Patrick Cohen n’a pas mâché ses mots en évoquant la situation. Il a décrit la défaite de Dati comme « pire qu’une bérézina, une humiliation », soulignant que ce revers ne concernait pas seulement l’ancienne ministre, mais également son soutien, le président de la République. Ce dernier a, selon Cohen, mis en place un cadre favorable à Dati, allant jusqu’à lui offrir un poste ministériel, une loi électorale adaptée à ses besoins, et un maintien au gouvernement jusqu’à trois semaines avant l’élection. Le journaliste a ainsi dressé un tableau critique de l’environnement politique qui a entouré la candidate.
Dans sa chronique, Cohen a également mentionné les controverses qui ont jalonné la campagne de Rachida Dati. Il a rappelé qu’elle n’avait pas participé à une seule émission de France Inter durant cette période, insinuant que son absence pouvait avoir contribué à son échec. Il a évoqué les soutiens médiatiques dont elle a bénéficié, notamment ceux issus des médias contrôlés par Vincent Bolloré, ainsi que la complicité de certains acteurs politiques. Cela a amené Cohen à conclure que la défaite de Dati représente un exemple frappant d’aveuglement politique.
La relation entre Rachida Dati et Patrick Cohen est particulièrement tendue, notamment depuis un incident survenu sur le plateau de l’émission « C à vous » en juin dernier. Lors de cet échange, Cohen avait interrogé Dati sur des allégations selon lesquelles elle aurait perçu des honoraires de GDF Suez. L’ancienne ministre n’avait pas hésité à l’accuser d’avoir eu un comportement « toxique » envers ses anciens collègues, ce qui avait provoqué un vif émoi sur le plateau. À la suite de cette altercation, Dati avait reconnu, avec une pointe d’humour, qu’elle avait « plombé l’ambiance ».
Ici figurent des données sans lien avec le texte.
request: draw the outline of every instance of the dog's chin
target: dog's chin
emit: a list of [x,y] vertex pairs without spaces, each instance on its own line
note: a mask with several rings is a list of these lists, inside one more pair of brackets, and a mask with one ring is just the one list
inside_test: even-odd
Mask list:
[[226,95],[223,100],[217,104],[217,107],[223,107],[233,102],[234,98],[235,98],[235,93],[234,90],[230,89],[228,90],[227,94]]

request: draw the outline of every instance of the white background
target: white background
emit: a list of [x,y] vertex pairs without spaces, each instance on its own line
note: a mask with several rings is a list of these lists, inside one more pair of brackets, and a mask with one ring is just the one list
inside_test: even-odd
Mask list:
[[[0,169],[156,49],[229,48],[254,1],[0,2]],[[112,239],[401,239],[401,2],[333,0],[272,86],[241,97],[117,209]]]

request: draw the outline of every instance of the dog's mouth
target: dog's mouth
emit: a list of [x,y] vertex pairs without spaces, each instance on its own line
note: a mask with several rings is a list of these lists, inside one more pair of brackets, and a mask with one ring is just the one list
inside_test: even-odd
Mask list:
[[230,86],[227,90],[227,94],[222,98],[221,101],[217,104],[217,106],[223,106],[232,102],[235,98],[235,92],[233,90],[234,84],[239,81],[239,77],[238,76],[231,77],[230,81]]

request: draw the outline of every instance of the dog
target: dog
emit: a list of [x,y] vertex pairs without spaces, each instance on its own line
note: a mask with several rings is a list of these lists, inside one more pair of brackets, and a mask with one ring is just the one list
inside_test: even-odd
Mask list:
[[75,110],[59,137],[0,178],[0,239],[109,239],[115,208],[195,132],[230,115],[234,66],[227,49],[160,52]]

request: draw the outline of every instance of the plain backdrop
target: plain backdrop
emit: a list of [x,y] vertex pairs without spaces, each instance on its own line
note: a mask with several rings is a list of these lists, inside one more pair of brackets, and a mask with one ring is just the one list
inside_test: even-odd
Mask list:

Face aux tensions entre le journaliste et la femme politique, France Télévisions et Radio France ont exprimé leur soutien à Patrick Cohen, soulignant ainsi l’importance de la liberté d’expression et du journalisme d’investigation.
En somme, la défaite de Rachida Dati aux élections municipales de Paris ne marque pas seulement un revers personnel, mais aussi un moment de réflexion sur les dynamiques politiques et médiatiques en jeu dans le paysage électoral français. La critique de Patrick Cohen résonne comme un écho d’une réalité complexe où les ambitions politiques se heurtent à la réalité des urnes.